Some variables can be initialised using constants in their declarations. The variables you cannot initialise in this way are array and complex type variables (and procedure parameters, obviously). All the other kinds can be initialised, whether they are local or global. An initialised declaration looks very much like a constant definition, with the value following the variable name and a `=' character joining them. The following example illustrates initialised declarations:
SET ENGLISH, FRENCH, GERMAN, JAPANESE, RUSSIAN CONST FREDLANGS=ENGLISH OR FRENCH OR GERMAN DEF fredspeak=FREDLANGS, p=NIL:PTR TO LONG, q=0:PTR TO rec PROC fred() DEF x=1, y=88 /* Rest of procedure */ ENDPROC
Notice how you need to use a constant like
FREDLANGS in order to initialise the declaration of
fredspeak to something mildly complicated.
Also, notice the initialisation of the pointers
q, and the position of the type information.
Of course, if you want to initialise variables with anything more than a simple constant you can use assignments at the start of the code.
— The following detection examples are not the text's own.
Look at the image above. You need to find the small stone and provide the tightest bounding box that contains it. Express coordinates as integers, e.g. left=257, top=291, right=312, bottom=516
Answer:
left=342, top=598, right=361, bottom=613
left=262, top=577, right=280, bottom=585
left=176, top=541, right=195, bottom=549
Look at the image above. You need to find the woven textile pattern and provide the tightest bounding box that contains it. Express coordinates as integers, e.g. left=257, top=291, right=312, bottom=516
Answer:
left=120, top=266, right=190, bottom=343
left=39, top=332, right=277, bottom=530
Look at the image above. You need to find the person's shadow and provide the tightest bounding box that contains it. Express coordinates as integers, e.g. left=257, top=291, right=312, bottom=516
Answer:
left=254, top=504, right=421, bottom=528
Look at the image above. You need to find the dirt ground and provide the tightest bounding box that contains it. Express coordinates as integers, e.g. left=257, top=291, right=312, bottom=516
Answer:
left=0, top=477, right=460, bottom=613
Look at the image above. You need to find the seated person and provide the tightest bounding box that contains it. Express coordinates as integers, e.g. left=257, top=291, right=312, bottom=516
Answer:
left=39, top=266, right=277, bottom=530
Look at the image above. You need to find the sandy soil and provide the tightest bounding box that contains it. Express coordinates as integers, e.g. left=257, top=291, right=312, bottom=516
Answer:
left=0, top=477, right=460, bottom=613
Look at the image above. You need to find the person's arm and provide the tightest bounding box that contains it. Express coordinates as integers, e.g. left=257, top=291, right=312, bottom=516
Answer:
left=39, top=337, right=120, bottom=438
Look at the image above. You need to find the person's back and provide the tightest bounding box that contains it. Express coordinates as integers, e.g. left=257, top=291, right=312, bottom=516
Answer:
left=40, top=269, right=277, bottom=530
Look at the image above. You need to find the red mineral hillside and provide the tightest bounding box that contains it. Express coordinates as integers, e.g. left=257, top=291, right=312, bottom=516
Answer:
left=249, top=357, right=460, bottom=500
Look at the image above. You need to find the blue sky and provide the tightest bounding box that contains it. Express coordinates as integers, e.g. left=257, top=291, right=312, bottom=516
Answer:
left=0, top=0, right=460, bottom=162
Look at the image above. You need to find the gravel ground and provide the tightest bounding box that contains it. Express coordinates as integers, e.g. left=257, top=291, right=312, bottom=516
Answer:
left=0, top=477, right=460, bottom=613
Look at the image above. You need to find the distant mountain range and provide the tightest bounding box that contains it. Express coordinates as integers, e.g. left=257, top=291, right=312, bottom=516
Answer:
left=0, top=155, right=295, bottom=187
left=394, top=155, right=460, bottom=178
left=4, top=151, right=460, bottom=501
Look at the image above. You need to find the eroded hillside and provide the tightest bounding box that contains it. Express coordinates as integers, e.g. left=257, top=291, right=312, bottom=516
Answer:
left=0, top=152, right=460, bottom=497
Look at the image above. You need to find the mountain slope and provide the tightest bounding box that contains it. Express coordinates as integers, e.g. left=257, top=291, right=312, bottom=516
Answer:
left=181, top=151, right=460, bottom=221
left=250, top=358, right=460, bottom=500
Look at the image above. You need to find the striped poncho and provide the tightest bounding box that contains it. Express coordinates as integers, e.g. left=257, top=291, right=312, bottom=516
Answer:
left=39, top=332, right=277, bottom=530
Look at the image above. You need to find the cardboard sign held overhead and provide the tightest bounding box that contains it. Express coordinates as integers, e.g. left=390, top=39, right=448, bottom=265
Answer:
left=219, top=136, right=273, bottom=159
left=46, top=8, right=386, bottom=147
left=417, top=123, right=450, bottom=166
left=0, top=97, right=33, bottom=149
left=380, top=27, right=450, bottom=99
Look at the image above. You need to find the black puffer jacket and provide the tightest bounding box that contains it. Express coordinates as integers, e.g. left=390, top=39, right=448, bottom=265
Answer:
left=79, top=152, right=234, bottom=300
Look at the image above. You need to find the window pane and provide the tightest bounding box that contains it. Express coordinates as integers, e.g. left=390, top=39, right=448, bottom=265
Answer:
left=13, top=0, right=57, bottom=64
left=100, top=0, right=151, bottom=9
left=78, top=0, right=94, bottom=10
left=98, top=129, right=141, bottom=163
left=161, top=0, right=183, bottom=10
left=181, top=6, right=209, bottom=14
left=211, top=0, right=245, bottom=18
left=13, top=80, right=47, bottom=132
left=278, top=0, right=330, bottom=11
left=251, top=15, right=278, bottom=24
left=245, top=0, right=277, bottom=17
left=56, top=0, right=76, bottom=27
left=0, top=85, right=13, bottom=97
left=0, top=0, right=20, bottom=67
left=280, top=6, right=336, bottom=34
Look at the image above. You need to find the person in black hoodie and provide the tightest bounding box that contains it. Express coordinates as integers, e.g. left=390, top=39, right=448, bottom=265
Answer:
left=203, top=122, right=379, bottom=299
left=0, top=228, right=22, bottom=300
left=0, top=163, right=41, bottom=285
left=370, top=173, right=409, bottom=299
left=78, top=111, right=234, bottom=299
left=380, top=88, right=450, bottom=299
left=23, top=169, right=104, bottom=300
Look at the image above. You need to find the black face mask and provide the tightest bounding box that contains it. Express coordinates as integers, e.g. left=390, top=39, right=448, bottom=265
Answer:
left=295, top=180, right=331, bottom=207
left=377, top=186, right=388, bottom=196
Generally, you should always initialise your variables (using either method) so that they are guaranteed to have a sensible value when you use them. Using the value of a variable that you haven't initialised in some way will probably get you in to a lot of trouble, because the value will just be something random that happened to be in the memory which is now being used by the variable. There are rules for how E initialises some kinds of variables (see the Reference Manual, but it's wise to explicitly initialise even those, as (strangely enough!) this will make your program more readable.